Marriage is undoubtedly, a milestone in a person’s life. That being said, a person’s choice of life partner is a huge determining factor of one’s quality of life. Hence, who we decide and how we go about marriage should be according to criteria given to us by Allah (swt) and Rasoulullah(saw) in order to ensure the blessings of our Creator in our relationship. Islam teaches us that the foundation of each relationship in our life should be to please our Creator and one of the deepest bonds one forms, is with one’s life partner: therefore our choice as well as our every interaction should be to please our Creator.
As with every new venture in our lives, a lot of thought goes behind the scenes to ensure its success; so should we put in efforts to be the partner of our other half’s dreams. We should first of all, know ourselves,
– What place does religion have in your life? what does being religious mean to you?
– What are your goals?
– What qualities and values are important to you?
– What kind of lifestyle do you want to live?
– What are your good character traits as well as the traits you should work on?
– What are your hobbies and interests?
These are the basic questions one should ask ourselves. Thereafter one should work on our relationship with ourselves. A person has many dimensions to him. The most important dimension is his spiritual dimension as this is the part of him that he will carry into his afterlife. Hence, He should build a deep connection with his Creator as this will sustain him in all his relationships. This includes praying punctually, fulfilling religious obligations as well as reading quraan daily.
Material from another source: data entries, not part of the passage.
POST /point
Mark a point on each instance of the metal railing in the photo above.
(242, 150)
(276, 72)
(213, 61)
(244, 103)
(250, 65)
One’s physical dimension is no doubt important as this will spark the interest of his prospective spouse. Take care of one’s body as well as one’s appearance and this will develop one’s confidence. The Prophet(saw) advised us :
“Allah is beautiful and He loves beauty”.
Eating healthy as well as exercise are all important ways towards maintaining an attractive appearance.
A person’s emotional dimension is a complex one; many a times, marriage unveils its depth and nuances. Every person is a work in progress and a person who has worked on his good and bad qualities prior to marriage will see its fruits after marriage as it will be easier to admit his mistakes. Develop qualities of empathy, listening skills, patience, forbearance and be aware that all relationships require a lot of work and emotional investment. The more you care and give of yourself, the more you will reap its fruits.
These preparations do not end with the marriage but rather are simply pointers to smoothen the road ahead. Investing in oneself is a continuous effort that should continue throughout one’s life; just as duaas for our partner begins prior to marriage and should continue to be asked daily after marriage. Lastly, keep in mind, being human means we will not reach perfection nor should we expect our partner to be perfect; the aim, however is to strive to be better each day and thrive in our relationships… InshaaAllah!